Due diligence will be specific to your business but some key themes, which must always be considered, apart from whether the required functional capabilities are provided, include:

  • Capitalisation and size – will your partner be there tomorrow?
  • Governance – is the delivery and service controlled?  Policy documents are great but are they 10 years old and sitting on a shelf?
  • Regulatory awareness – how will the solution stay compliant tomorrow? Are you able to holistically view the upcoming regulatory horizon?
  • Resilience – how will the service recover from failure scenarios, including worst case? What support is available to you – do you need 24x7?
  • Cyber Security – how protected is your data and service? Does your partner understand and react to the fact that the cyber landscape is ever changing?
  • Hosting – who controls the underlying system infrastructure? How do they fulfil the above considerations?

Regulators are still playing catch up, so individual due diligence is key

This due diligence must always be approached through the lens of your own risk appetite. Not everything needs the gold-plated solution – but ensure you know what is critical to your business. The cost of this exercise should not be underestimated and will increase as the inherent criticality of the functionality increases.

The regulators are playing catch-up on the constantly changing technology landscape. The drive to make more use of innovative technologies and FinTechs is one example of this. Another example is the recent joint BoE/PRA/FCA paper, indicating that the industry must focus on operational resilience whilst in the same breath seeming to accept that trying to keep pace with technology change and smaller competitors could result in operational issues occurring. The proliferation of Cloud service providers is another area of interest within regulator due diligence guidelines, where the “right of entry” for this purpose is just not provided by most big players.

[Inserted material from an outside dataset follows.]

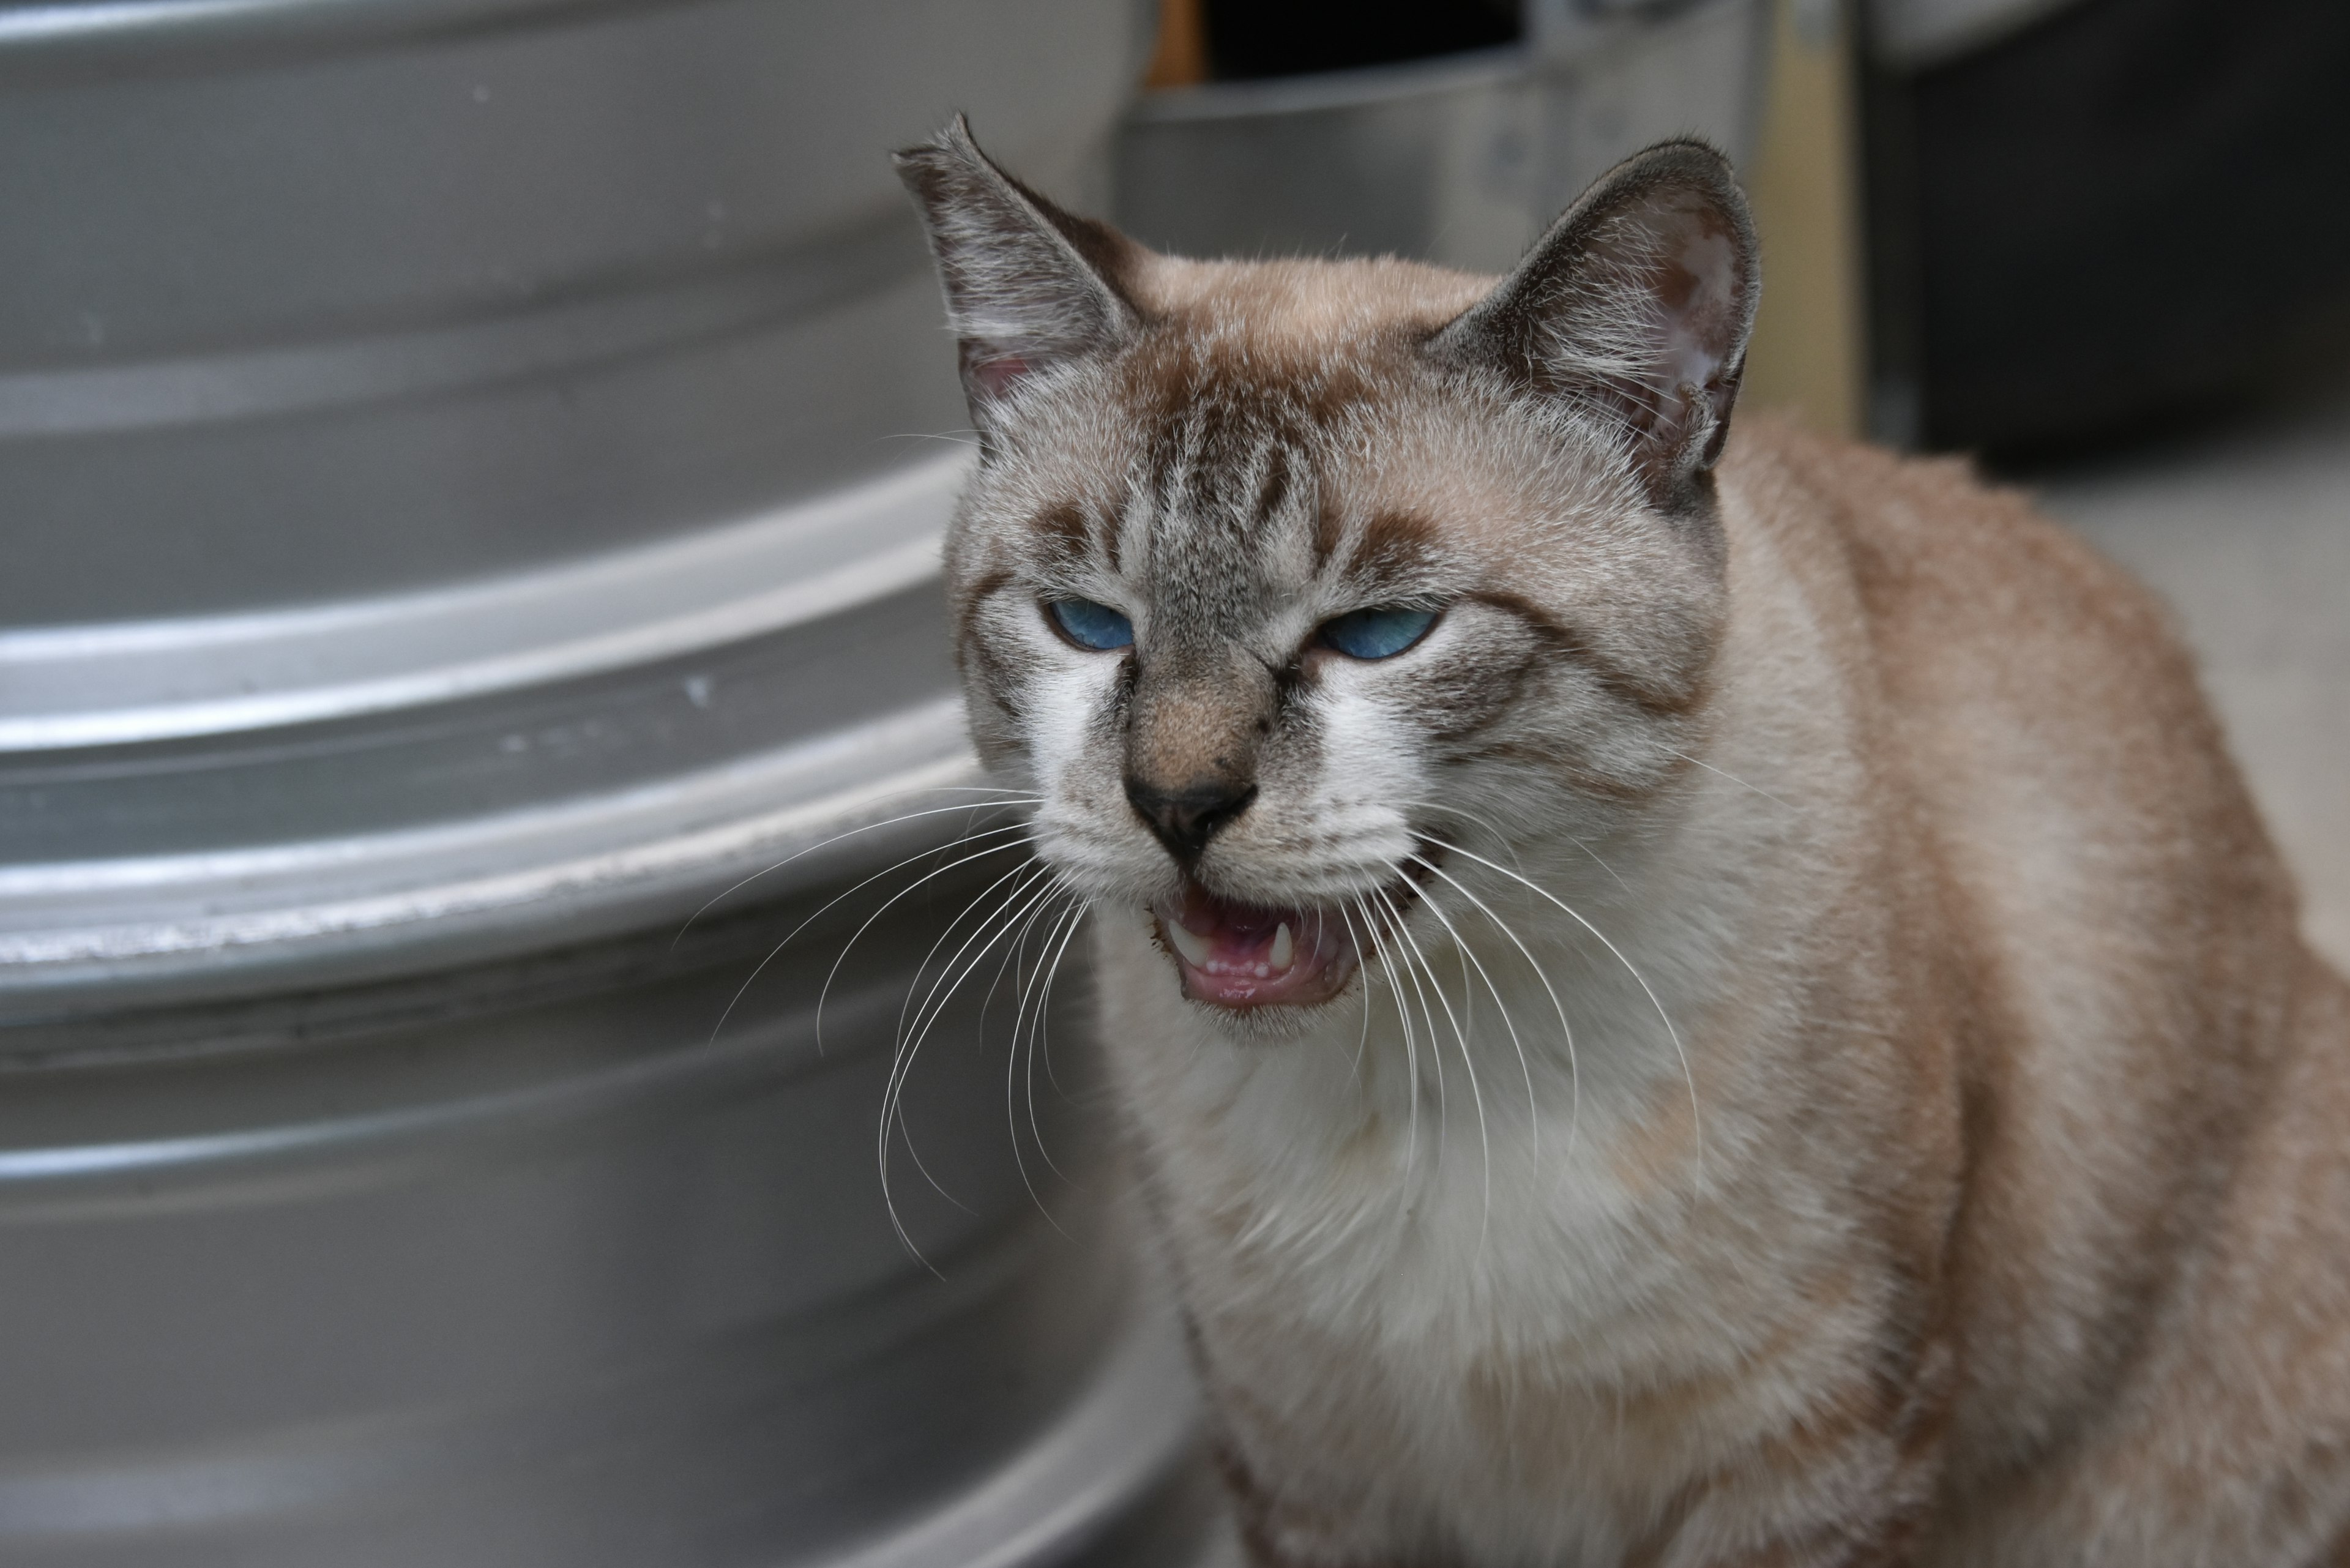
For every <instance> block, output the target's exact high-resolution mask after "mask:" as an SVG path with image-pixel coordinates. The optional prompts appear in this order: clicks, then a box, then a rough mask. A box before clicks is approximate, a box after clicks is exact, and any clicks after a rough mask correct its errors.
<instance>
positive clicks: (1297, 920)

Eventually, it will come down to one thing; your company and you are accountable for deciding on whom you rely to service both it and, ultimately, your clients. The regulator is trying to reduce some of the regulatory burden of trying new ideas and selecting new partners as a means of encouraging innovation and competition but if you pick the wrong partner, even if the regulator doesn’t censure you, your clients and your reputation would still ultimately be impacted and it is still your investment which may have been wasted.